SOUTH LOS ANGELES — Prominent community and labor organizations are calling for a state of emergency in Los Angeles while urging Mayor Eric Garcetti and the Los Angeles City Council to act with urgency to hold the Los Angeles Police Department accountable and address the disproportionate use of lethal force against black and Latino residents.
An open letter The Wave received in an email from the Community Coalition Oct. 6 said the LAPD killed more people in 2015 than any other police agency in the country and that so far this year, 18 people had been killed by the LAPD.
“Time and time again, we see law enforcement exercise restraint when confronting white suspects, while not exercising the same care to avoid the loss of black life,” the letter said. “When confronting armed and unarmed suspects, officers should use a variety of de-escalation tactics to prevent further loss of life.”

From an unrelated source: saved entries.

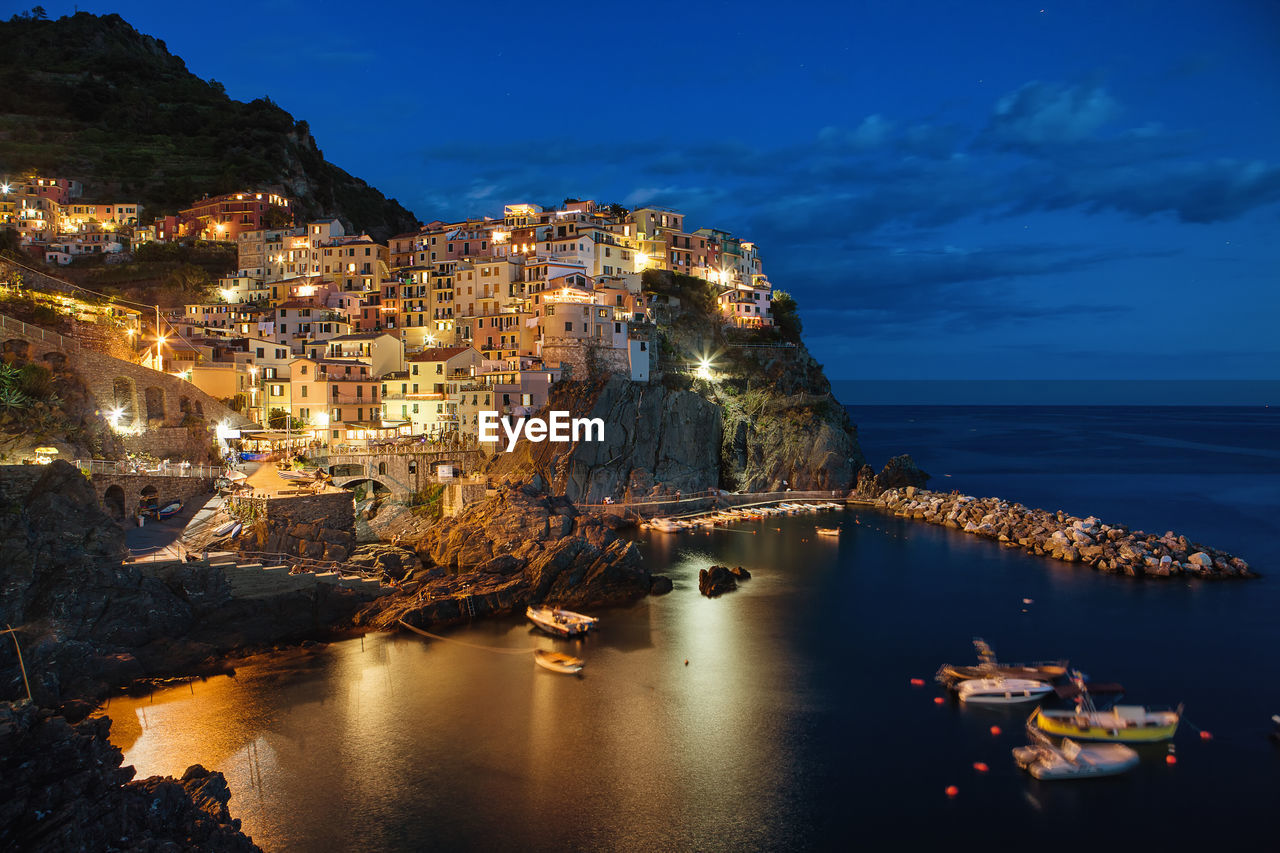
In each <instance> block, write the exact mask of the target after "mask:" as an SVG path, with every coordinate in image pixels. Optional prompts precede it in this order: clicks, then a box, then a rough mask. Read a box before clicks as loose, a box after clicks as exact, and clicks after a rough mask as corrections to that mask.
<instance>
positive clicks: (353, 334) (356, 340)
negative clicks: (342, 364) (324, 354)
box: [325, 332, 396, 343]
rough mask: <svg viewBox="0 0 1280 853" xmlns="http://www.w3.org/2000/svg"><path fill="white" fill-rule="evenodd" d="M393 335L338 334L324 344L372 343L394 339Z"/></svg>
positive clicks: (362, 332) (384, 334) (384, 332)
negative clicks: (352, 341) (384, 340)
mask: <svg viewBox="0 0 1280 853" xmlns="http://www.w3.org/2000/svg"><path fill="white" fill-rule="evenodd" d="M394 337H396V336H394V334H390V333H388V332H360V333H352V334H339V336H338V337H335V338H328V339H326V341H325V342H326V343H338V342H340V341H374V339H376V338H394Z"/></svg>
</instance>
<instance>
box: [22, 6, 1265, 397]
mask: <svg viewBox="0 0 1280 853" xmlns="http://www.w3.org/2000/svg"><path fill="white" fill-rule="evenodd" d="M78 8H79V9H82V10H88V12H96V13H108V12H116V13H119V14H120V15H123V17H124V18H125V19H128V20H129V22H131V23H132V24H133V26H134V27H136V28H138V29H140V31H142V32H146V33H148V35H152V36H155V37H157V38H163V40H164V41H165V42H166V45H168V47H169V50H170V51H173V53H174V54H177V55H179V56H182V58H183V59H184V60H186V61H187V65H188V68H189V69H191V70H192V72H195V73H196V74H200V76H201V77H205V78H214V79H218V81H220V82H221V83H223V85H224V86H225V87H227V92H228V93H229V95H230V96H232V97H237V99H241V100H251V99H253V97H260V96H264V95H266V96H270V97H271V99H273V100H274V101H275V102H278V104H279V105H280V106H283V108H284V109H287V110H289V111H291V113H293V115H294V117H296V118H300V119H306V120H307V122H308V123H310V126H311V129H312V133H314V134H315V137H316V141H317V143H319V145H320V147H321V150H323V151H324V154H325V155H326V158H328V159H329V160H332V161H333V163H337V164H338V165H340V167H342V168H344V169H347V170H348V172H351V173H352V174H356V175H358V177H361V178H365V179H366V181H369V182H370V183H371V184H374V186H376V187H378V188H379V190H381V191H383V192H384V193H387V195H388V196H393V197H396V199H398V200H399V201H401V202H402V204H404V205H406V206H407V207H410V209H411V210H412V211H413V213H415V214H416V215H417V216H419V218H420V219H421V220H424V222H430V220H433V219H452V218H462V216H480V215H492V216H500V215H502V205H503V204H508V202H517V201H532V202H536V204H543V205H557V204H559V202H562V200H563V199H566V197H570V196H572V197H582V199H596V200H598V201H602V202H613V201H621V202H622V204H626V205H628V206H635V205H643V204H654V205H663V206H668V207H675V209H678V210H682V211H685V213H686V214H687V216H686V223H687V224H691V225H692V227H694V228H698V227H714V228H722V229H727V231H732V232H735V233H737V234H740V236H742V237H744V238H748V240H753V241H755V242H756V245H758V246H759V248H760V254H762V257H763V260H764V266H765V272H767V273H768V275H769V279H771V280H772V282H773V286H774V288H778V289H785V291H787V292H790V293H792V295H794V296H795V297H796V300H797V302H799V306H800V315H801V318H803V320H804V327H805V341H806V343H808V345H809V347H810V350H812V351H813V353H814V355H815V357H817V359H818V360H819V361H822V362H823V364H824V365H826V369H827V373H828V375H829V377H832V378H835V379H1023V380H1037V379H1046V380H1047V379H1226V378H1231V379H1276V378H1280V334H1277V333H1276V325H1277V320H1280V4H1277V3H1272V1H1271V0H1254V1H1236V0H1221V1H1220V3H1203V1H1201V3H1180V1H1167V0H1166V1H1162V3H1147V1H1124V0H1107V1H1102V3H1093V1H1073V3H1053V1H1052V0H1039V1H1038V3H1020V1H1015V0H1007V1H1001V3H929V1H920V3H901V1H883V3H879V1H874V3H856V1H847V3H833V4H826V3H788V4H781V3H776V1H772V0H769V1H763V0H740V1H737V3H666V1H662V0H653V1H650V3H645V4H605V3H600V4H586V5H584V4H540V3H515V4H512V3H504V1H494V3H488V4H461V3H454V4H442V3H431V1H426V3H375V1H370V3H364V4H360V5H355V6H353V5H349V4H317V3H296V1H293V0H262V1H261V3H255V4H252V10H250V8H248V6H241V8H238V9H230V8H228V10H227V13H225V14H219V13H218V12H216V10H215V9H214V8H211V6H209V5H207V4H142V3H123V1H122V3H114V4H96V3H82V4H79V5H78ZM45 9H46V10H47V13H49V14H50V17H58V15H61V14H69V13H72V10H73V6H72V5H69V4H67V5H65V8H64V6H61V5H59V4H50V3H46V4H45Z"/></svg>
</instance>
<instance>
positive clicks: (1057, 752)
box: [1014, 738, 1138, 781]
mask: <svg viewBox="0 0 1280 853" xmlns="http://www.w3.org/2000/svg"><path fill="white" fill-rule="evenodd" d="M1014 761H1015V762H1018V766H1019V767H1021V768H1023V770H1025V771H1027V772H1029V774H1030V775H1032V776H1034V777H1036V779H1043V780H1046V781H1048V780H1056V779H1097V777H1100V776H1116V775H1119V774H1123V772H1128V771H1129V770H1133V768H1134V767H1137V766H1138V753H1137V752H1135V751H1133V749H1130V748H1129V747H1126V745H1124V744H1123V743H1102V744H1091V745H1080V744H1079V743H1076V742H1075V740H1073V739H1071V738H1064V739H1062V745H1061V747H1055V745H1053V744H1052V743H1050V742H1048V739H1047V738H1037V743H1033V744H1029V745H1025V747H1018V748H1015V749H1014Z"/></svg>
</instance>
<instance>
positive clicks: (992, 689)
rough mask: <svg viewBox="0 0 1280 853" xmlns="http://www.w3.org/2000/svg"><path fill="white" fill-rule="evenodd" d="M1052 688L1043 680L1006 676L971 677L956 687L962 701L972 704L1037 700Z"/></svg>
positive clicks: (985, 703)
mask: <svg viewBox="0 0 1280 853" xmlns="http://www.w3.org/2000/svg"><path fill="white" fill-rule="evenodd" d="M1052 690H1053V688H1052V686H1050V685H1048V684H1044V683H1043V681H1033V680H1030V679H1004V678H993V679H969V680H968V681H961V683H960V686H957V688H956V693H959V694H960V701H961V702H968V703H970V704H1019V703H1021V702H1037V701H1039V699H1042V698H1043V697H1044V695H1046V694H1047V693H1051V692H1052Z"/></svg>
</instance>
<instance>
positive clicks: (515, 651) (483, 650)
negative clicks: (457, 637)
mask: <svg viewBox="0 0 1280 853" xmlns="http://www.w3.org/2000/svg"><path fill="white" fill-rule="evenodd" d="M396 621H398V622H399V624H401V625H403V626H404V628H407V629H410V630H411V631H413V633H415V634H421V635H422V637H430V638H431V639H440V640H444V642H445V643H457V644H458V646H467V647H470V648H477V649H480V651H483V652H493V653H494V654H529V653H530V652H536V651H538V647H536V646H531V647H529V648H499V647H497V646H479V644H477V643H468V642H466V640H460V639H453V638H452V637H440V635H439V634H433V633H431V631H424V630H422V629H421V628H415V626H412V625H410V624H408V622H406V621H404V620H403V619H397V620H396Z"/></svg>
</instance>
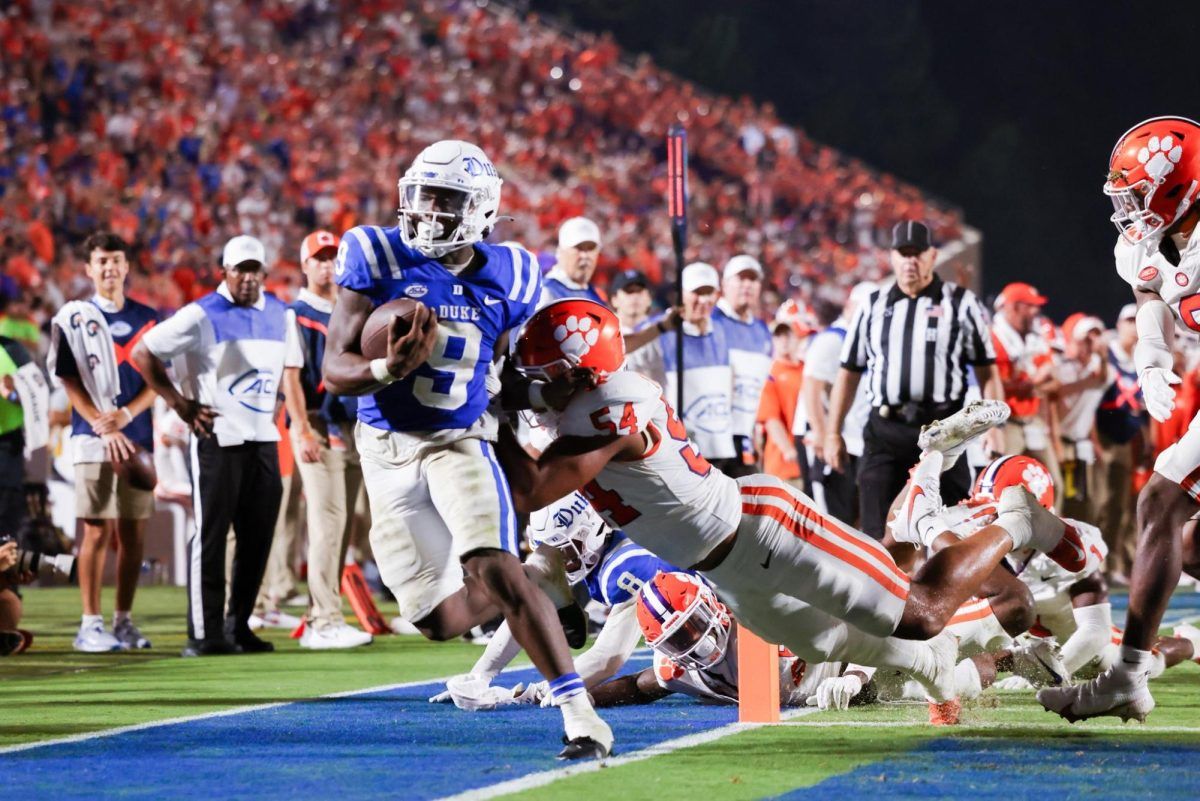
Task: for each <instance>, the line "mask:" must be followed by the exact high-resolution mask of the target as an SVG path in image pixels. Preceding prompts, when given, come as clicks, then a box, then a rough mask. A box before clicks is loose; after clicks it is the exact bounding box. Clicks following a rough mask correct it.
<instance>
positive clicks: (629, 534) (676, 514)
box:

The letter also complained about the lack of transparency in the investigations of officer-involved killings and the repeated determinations by LAPD that these killings are justified only fuels suspicion and mistrust.
The letter was signed by the Community Coalition, Black Lives Matter- LA, Strategic Concepts in Organizing & Policy Education, Los Angeles Community Action Network, the Brotherhood Crusade, Los Angeles Black Worker Center, Dignity and Power Now, Children’s Defense Fund California, Advancement Project California and two labor unions, SEIU 721 and SEIU 2015.
The letter included the results of a recent poll of 195 South L.A. residents conducted by Community Coalition that showed that 69 percent of respondents say their confidence in the LAPD has decreased over the last three years; that 75 percent believe officers should avoid using deadly force, even if the suspect is armed; and that 90 percent agree that the names of the officers involved in police shootings should be released to the public.
The groups called for open, transparent and independent investigation into the recent South L.A. fatal shootings of Carnell Snell Jr. and an unidentified Latino male victim who was killed by an officer near East 45th Street and Ascot Avenue Oct. 2; making Los Angeles Police Commission meetings accessible to the public by holding them within the community instead of at LAPD headquarters; and decriminalizing peaceful protest.
“While the aforementioned demands will help alleviate growing tensions between residents and law enforcement, we believe it is imperative that Los Angeles adopts systemic reforms that eradicate officer-involved killings and police misconduct,” the letter concluded.